Earlier this week, the streaming giant reported a 17% lift in revenue for its fourth quarter and now boasts 345 million monthly active users, up from 271 million or 27% year-on-year, with “paid” memberships blowing up to 155 million, versus 124 million a year earlier.
That’s a gain of 11 million new, premium subscriptions in just three months, the most for any quarter in 2020.
Spotify, which generates money from advertising and subs, added revenue of $2.168 billion (against $1.975 billion in Q3), with an operating loss of $69 million loss (the corresponding figure was $77 million in Q4, 2019 and $40 million in Q3, 2020).
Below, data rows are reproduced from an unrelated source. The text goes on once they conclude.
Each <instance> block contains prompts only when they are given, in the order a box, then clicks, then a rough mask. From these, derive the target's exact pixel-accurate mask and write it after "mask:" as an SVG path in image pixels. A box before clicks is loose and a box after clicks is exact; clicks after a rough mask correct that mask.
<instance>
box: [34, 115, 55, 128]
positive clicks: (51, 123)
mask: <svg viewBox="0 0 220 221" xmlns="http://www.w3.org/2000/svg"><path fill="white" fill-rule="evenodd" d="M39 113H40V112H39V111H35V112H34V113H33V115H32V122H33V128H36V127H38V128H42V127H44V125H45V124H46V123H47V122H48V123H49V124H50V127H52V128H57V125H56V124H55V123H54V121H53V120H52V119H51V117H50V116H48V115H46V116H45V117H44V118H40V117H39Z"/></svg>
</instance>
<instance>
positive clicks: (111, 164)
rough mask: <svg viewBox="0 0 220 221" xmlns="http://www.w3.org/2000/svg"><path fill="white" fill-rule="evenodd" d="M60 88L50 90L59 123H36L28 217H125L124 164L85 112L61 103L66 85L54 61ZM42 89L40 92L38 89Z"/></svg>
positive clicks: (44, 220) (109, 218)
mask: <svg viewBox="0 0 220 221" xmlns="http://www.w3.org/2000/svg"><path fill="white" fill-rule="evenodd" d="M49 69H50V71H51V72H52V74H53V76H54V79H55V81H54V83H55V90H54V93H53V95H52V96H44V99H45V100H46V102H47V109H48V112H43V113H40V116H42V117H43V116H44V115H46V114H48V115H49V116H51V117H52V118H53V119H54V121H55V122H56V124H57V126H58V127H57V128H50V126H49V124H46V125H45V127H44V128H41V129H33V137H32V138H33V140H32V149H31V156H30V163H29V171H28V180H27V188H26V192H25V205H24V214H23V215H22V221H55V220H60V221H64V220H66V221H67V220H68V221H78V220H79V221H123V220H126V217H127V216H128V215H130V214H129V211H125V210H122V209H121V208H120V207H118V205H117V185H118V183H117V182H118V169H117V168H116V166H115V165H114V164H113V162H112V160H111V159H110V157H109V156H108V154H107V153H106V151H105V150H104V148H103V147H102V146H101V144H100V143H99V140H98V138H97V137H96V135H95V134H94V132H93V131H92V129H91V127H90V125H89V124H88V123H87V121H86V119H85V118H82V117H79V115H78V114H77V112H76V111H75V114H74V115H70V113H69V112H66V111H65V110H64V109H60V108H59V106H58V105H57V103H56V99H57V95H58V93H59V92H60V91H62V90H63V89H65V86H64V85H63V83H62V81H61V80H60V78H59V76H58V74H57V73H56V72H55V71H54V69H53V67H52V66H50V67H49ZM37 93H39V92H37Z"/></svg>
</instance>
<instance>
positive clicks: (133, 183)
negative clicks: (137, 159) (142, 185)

Musicians baulked at Spotify’s expensive deal last year to bring the Joe Rogan Experience in house. It’s beginning to pay off.
Rogan’s exclusive podcast was No. 1 in 17 markets, and drove subscriptions and engagement, according to the company’s quarterly earnings report. By year’s end, Spotify had 2.2 million podcasts live on its service, up from 1.9 million podcasts in Q3.
Daniel Ek’s company noted 25% of its total user base plugged into podcasts during the period, up from 22% in Q3 and 16% in the fourth quarter of 2019.
“We have increasing conviction in the causal relationship between the growth in podcast consumption driving higher [long-term value] and retention among our user base,” Spotify said in its shareholder memo.
According to its own estimates, Spotify should add 60-80 million users this year, lifting its global base to the magical 400 million mark. The Sweden based-tech giant is targeting another 17-29 million paid memberships for the year, a slower rate of growth than it reported for 2020, when 31 million new subs sign up.
Despite the solid performance, capping a “remarkable year” for Spotify which “met or exceeded our guidance by nearly every metric”, according to Ek, investors remain nervous about what the future holds, and whether Spotify has peaked.
Spotify’s revenue and subscriber count were at the low end of analysts’ expectations, causing its share price to fall by as much as 9% during trading Wednesday (3rd February) on the New York stock exchange, ripping out more than 5.27 billion of market capitalisation.
By close of trading Thursday, stock was trading at $314.7 for a market cap of 58.86 billion.